You can guess that their relationship deteriorated into acrimony.
By the early 1940s, something was missing in Hemingway’s writing, Mort indicates. He quotes Scott Donaldson, a critic who wrote about Hemingway, “There can be little doubt that he chose the image of a rugged warrior-sportsman as a shield against invasion of his extraordinarily complicated personality – in particular his emotional vulnerability - by outsiders.”
Perhaps, as Terry Mort suggests, if Martha had been a compliant wife, Hemingway might never have gone to Europe in the spring of 1944. The big man might have been content to stay in Cuba, half-schnozzled and fishing for marlin in his boat, the Pilar, around Cuba’s coast – and looking for German submarines - while Martha was cooking dinner at home.
But scratch that thought as a non sequitur.
This was the context in which Hemingway went late to WW II.
The other side, as exemplified by German Field Marshal Walter Model’s instructions to his troops populating the Hürtgenwald forest, showed what the Allies were up against.
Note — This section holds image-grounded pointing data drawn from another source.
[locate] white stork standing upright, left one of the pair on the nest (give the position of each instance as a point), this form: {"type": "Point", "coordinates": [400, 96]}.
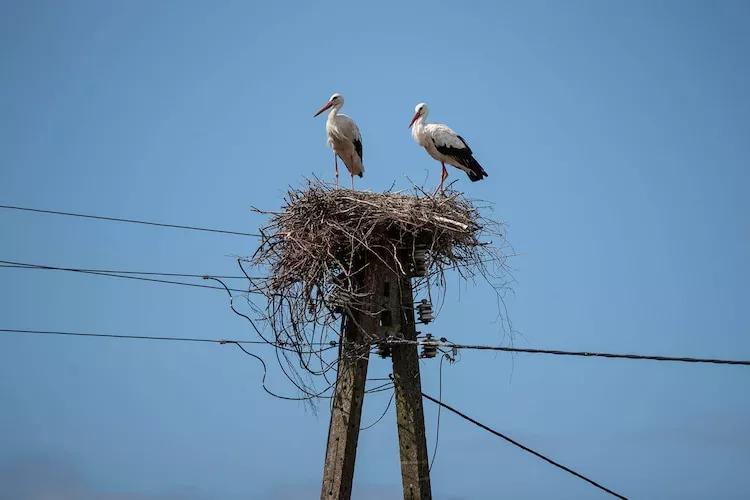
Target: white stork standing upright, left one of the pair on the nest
{"type": "Point", "coordinates": [343, 137]}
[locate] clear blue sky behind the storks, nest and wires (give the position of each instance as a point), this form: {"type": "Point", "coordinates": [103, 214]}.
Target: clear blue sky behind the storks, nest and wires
{"type": "Point", "coordinates": [616, 136]}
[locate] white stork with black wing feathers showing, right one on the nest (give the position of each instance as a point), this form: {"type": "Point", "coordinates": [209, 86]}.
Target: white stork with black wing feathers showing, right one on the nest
{"type": "Point", "coordinates": [444, 145]}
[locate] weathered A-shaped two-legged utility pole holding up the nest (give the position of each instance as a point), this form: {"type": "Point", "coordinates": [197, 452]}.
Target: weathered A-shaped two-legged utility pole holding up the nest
{"type": "Point", "coordinates": [391, 295]}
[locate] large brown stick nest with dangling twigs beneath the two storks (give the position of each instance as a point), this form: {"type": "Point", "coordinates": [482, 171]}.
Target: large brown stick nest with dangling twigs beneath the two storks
{"type": "Point", "coordinates": [312, 248]}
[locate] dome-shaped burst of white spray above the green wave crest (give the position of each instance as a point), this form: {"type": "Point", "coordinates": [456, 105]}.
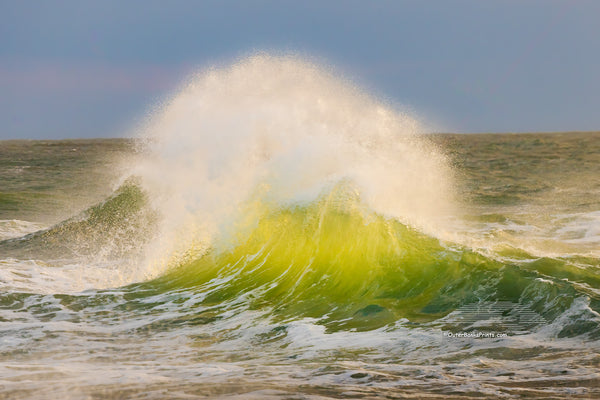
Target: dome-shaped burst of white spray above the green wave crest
{"type": "Point", "coordinates": [279, 131]}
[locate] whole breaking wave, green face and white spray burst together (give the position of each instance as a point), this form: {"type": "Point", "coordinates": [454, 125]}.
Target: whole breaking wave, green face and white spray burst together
{"type": "Point", "coordinates": [276, 182]}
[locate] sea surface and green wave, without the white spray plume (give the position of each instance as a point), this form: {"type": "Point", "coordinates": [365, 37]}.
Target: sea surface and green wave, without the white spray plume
{"type": "Point", "coordinates": [314, 299]}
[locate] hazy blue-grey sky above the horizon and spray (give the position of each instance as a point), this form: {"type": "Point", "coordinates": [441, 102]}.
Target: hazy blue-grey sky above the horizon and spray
{"type": "Point", "coordinates": [79, 69]}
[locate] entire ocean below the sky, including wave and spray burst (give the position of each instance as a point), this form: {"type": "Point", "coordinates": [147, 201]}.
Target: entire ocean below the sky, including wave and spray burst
{"type": "Point", "coordinates": [274, 232]}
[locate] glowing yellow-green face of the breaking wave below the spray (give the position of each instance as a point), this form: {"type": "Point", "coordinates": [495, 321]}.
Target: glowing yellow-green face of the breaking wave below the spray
{"type": "Point", "coordinates": [352, 269]}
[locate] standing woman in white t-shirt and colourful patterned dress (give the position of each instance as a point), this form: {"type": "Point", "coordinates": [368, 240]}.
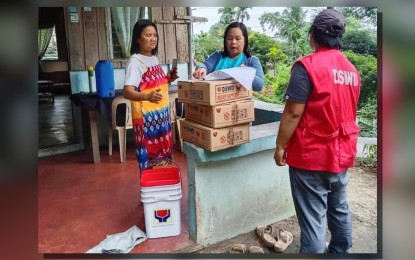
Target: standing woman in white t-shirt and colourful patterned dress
{"type": "Point", "coordinates": [146, 85]}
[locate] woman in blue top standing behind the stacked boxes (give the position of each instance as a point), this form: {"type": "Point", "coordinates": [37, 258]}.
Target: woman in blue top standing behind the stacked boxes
{"type": "Point", "coordinates": [235, 53]}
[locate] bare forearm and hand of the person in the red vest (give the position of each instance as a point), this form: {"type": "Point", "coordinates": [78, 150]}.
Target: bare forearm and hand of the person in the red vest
{"type": "Point", "coordinates": [289, 122]}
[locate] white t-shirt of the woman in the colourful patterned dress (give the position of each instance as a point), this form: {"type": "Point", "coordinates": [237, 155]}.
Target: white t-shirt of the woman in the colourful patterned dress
{"type": "Point", "coordinates": [136, 66]}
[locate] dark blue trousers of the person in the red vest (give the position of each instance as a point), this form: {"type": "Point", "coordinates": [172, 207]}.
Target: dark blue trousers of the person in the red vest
{"type": "Point", "coordinates": [320, 200]}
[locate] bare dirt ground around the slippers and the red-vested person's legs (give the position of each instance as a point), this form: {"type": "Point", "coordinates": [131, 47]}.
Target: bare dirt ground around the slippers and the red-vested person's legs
{"type": "Point", "coordinates": [362, 198]}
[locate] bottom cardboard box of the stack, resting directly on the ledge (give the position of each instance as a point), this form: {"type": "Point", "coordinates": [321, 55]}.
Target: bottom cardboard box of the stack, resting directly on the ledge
{"type": "Point", "coordinates": [213, 139]}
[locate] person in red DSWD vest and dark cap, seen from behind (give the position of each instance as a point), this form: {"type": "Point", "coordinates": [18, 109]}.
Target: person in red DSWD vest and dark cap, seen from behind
{"type": "Point", "coordinates": [317, 137]}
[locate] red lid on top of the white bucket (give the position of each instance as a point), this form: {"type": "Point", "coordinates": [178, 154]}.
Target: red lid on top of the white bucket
{"type": "Point", "coordinates": [160, 177]}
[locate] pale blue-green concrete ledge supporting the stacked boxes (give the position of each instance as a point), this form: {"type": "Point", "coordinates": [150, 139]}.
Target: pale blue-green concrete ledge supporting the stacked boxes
{"type": "Point", "coordinates": [234, 190]}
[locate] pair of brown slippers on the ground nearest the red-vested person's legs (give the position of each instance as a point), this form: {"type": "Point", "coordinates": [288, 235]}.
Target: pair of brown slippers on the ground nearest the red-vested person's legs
{"type": "Point", "coordinates": [279, 239]}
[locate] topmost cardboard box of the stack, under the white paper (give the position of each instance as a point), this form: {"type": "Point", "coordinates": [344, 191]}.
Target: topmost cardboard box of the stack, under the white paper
{"type": "Point", "coordinates": [211, 92]}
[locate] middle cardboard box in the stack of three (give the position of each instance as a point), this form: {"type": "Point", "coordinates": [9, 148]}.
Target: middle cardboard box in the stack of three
{"type": "Point", "coordinates": [222, 115]}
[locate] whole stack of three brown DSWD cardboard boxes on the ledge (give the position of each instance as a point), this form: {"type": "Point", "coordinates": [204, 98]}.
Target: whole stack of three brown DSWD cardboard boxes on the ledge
{"type": "Point", "coordinates": [217, 113]}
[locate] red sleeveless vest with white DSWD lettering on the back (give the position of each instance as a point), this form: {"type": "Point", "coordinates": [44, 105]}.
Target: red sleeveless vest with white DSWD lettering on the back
{"type": "Point", "coordinates": [326, 136]}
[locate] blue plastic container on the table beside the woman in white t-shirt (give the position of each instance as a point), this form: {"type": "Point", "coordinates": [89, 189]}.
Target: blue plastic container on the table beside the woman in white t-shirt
{"type": "Point", "coordinates": [104, 76]}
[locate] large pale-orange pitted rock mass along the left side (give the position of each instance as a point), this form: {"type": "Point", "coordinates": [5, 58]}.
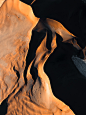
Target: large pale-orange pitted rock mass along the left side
{"type": "Point", "coordinates": [15, 34]}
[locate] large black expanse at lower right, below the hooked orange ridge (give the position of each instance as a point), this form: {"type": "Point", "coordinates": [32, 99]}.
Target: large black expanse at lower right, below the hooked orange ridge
{"type": "Point", "coordinates": [67, 83]}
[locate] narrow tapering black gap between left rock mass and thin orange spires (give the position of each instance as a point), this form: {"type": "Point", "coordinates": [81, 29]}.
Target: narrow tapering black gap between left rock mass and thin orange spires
{"type": "Point", "coordinates": [36, 39]}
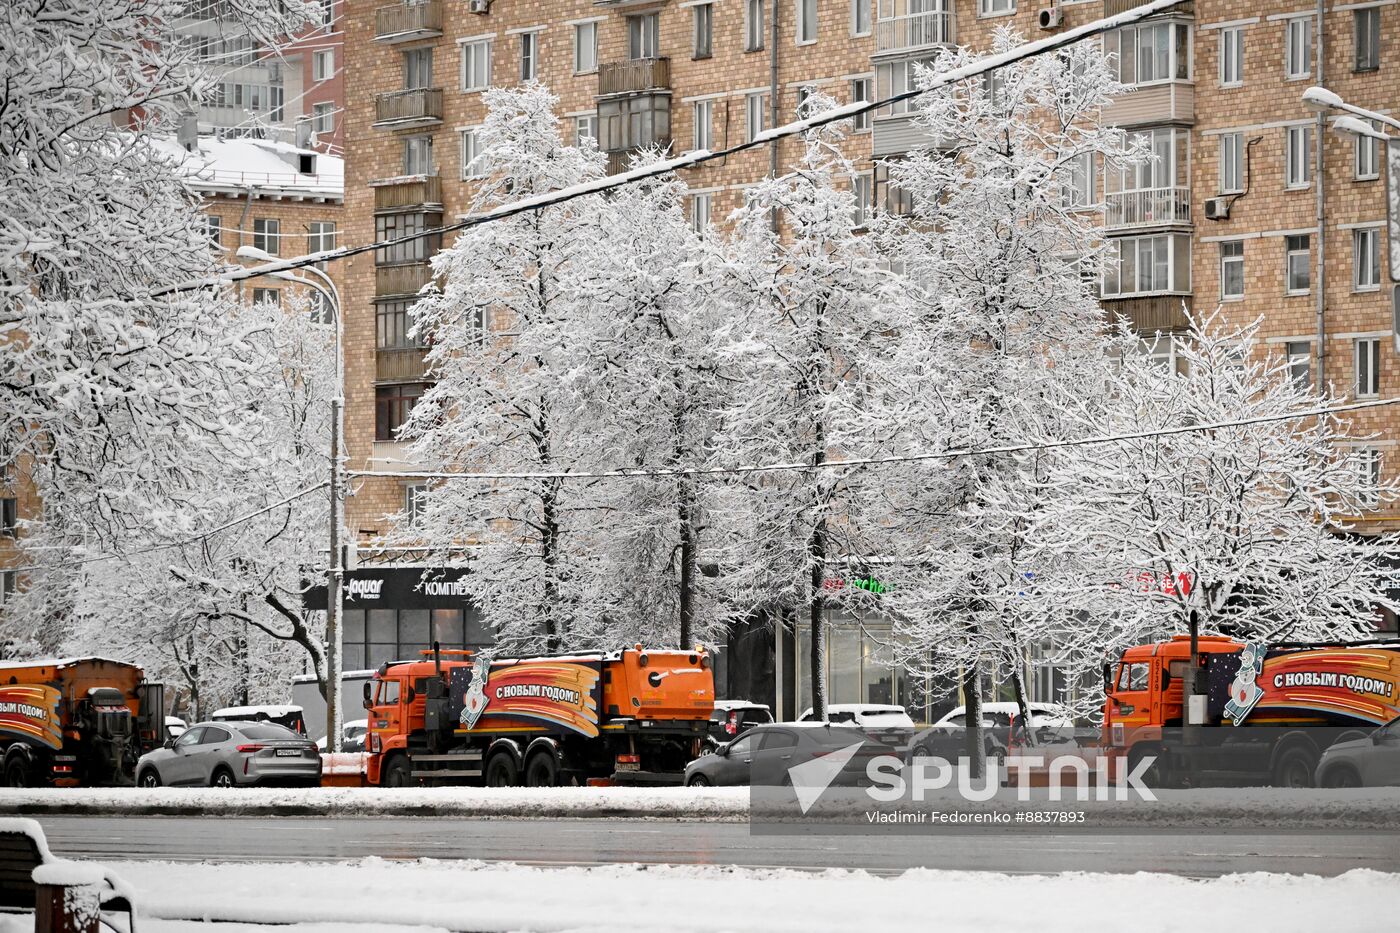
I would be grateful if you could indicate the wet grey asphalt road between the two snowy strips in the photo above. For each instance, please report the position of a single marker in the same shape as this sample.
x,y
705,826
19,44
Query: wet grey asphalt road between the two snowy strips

He wrote, “The long-awaited enemy offensive has begun…Disappointed peoples stand behind the mercenaries of America and England. Peoples who had promised Germany’s collapse this year. Behind them stand the reedy Jew, lusting after gain, and the murderous, blood-thirsty Bolshevist. … Our women and children look to us. With blasting hatred and unceasing courage we will fight for the honor and security of the German fatherland.”
As Mort indicates, this was a battle that many on both sides wondered about, both at the time and in retrospect. What was the point? Had the Americans gone around the forest, there would have been little German opposition. The American 22nd regiment had already lost nearly 4,600 men since D-Day. Hemingway called the Hurtgenwald battle “Passchendaele with tree bursts,” after the WW I that was the bloodiest, more than half a million casualties combined. The American troops, who survived, says Mort, were “burnt out cases.”
Hemingway was predicting war’s end by Christmas. But it didn’t work out that way. He wasn’t a "tourist in a helmet." He had been in the thick of one of the worst battles of the war.
Perhaps it’s best to remember Hemingway as our author puts it:
“Hemingway was at his best in combat, in situations that shattered both the bodies and the minds of many around him. He was at his worst in domestic situations that suffering GIs like Willie and Joe could only dream of and long for. The Manichean dark side for most people – war – was where he found his light.”
Michael D. Langan is a frequent reviewer of books for The Buffalo News.